Yang dimaksud dengan ibadah yang diperintahkan agama adalah ibadah yang memenuhi dua syarat yaitu ibadah wajib dan pelaksanaannya diatur peraturan perundang-undangan. Dan berdasarkan ulama mazhab Syafii dan Hambali berpendapat bahwa umrah adalah ibadah wajib bagi umat muslim yang belum pernah menjalankannya.
Oleh karena itu dapat disimpulkan bahwa perusahaan wajib memberikan izin bagi karyawannya yang akan pergi untuk melaksanakan ibadah umrah sesuai dengan ketentuan Pasal 93 ayat (2) yang telah dijelaskan diatas.

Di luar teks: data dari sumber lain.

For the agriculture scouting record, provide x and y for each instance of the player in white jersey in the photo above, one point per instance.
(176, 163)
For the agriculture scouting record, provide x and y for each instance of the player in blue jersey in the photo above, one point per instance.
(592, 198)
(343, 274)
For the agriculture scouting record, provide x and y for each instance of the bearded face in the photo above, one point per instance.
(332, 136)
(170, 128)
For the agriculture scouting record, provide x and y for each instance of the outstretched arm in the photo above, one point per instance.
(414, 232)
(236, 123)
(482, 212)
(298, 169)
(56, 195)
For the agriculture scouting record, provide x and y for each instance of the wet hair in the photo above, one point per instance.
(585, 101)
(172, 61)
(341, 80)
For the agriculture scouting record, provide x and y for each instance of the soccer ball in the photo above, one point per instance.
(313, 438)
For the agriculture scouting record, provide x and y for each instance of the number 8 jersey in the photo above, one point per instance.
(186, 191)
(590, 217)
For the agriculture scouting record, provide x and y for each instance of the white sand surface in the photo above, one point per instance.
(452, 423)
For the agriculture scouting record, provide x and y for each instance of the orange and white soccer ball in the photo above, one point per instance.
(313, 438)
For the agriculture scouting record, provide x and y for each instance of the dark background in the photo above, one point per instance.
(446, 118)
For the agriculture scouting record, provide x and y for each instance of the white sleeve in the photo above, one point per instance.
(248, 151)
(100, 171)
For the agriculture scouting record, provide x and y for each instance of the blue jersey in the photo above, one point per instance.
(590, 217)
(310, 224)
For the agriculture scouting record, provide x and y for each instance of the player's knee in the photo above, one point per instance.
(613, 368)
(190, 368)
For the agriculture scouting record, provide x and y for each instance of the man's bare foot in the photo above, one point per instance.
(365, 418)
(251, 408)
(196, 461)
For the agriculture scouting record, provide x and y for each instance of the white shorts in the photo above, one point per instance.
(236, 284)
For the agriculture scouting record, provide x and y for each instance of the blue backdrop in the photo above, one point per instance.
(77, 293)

Meskipun begitu, penting bagi perusahaan untuk membuat ketetapan atau aturan mengenai lama waktu cuti yang bisa diambil karyawan dengan tujuan melakukan ibadah umrah. Khususnya bagi perusahaan-perusahaan di Indonesia, dimana masyarakatnya mayoritas adalah muslim.
Hal ini sesuai dengan UU Ketenagakerjaan Pasal 93 ayat (5) yang menyatakan peraturan pelaksanaan mengenai cuti kerja karyawan ditetapkan di dalam perjanjian kerja, peraturan perusahaan, atau perjanjian kerja bersama yang disepakati kedua belah pihak baik karyawan maupun perusahaan.
Contohnya adalah pada peraturan perusahaan sudah ditetapkan bahwa cuti kerja maksimal yang bisa diambil karyawan dengan tujuan menunaikan ibadah umrah adalah sebanyak 10 hari, bila ada karyawan yang mengambil paket perjalanan umrah selama 12 hari maka ia wajib menambah izin cutinya 2 hari dengan memotong cuti tahunan yang belum diambil.
Itulah informasi mengenai ketentuan pemberian cuti karyawan yang hendak melaksanakan ibadah umrah sebagai bagian dari pemenuhan Hak Asasi Manusia yang harus didukung oleh perusahaan.
Semoga informasi ini dapat menambah pengetahuan Anda mengenai ketentuan yang berlaku mengenai pelaksanaan ibadah umrah bagi karyawan sesuai dengan UU Ketenagakerjaan.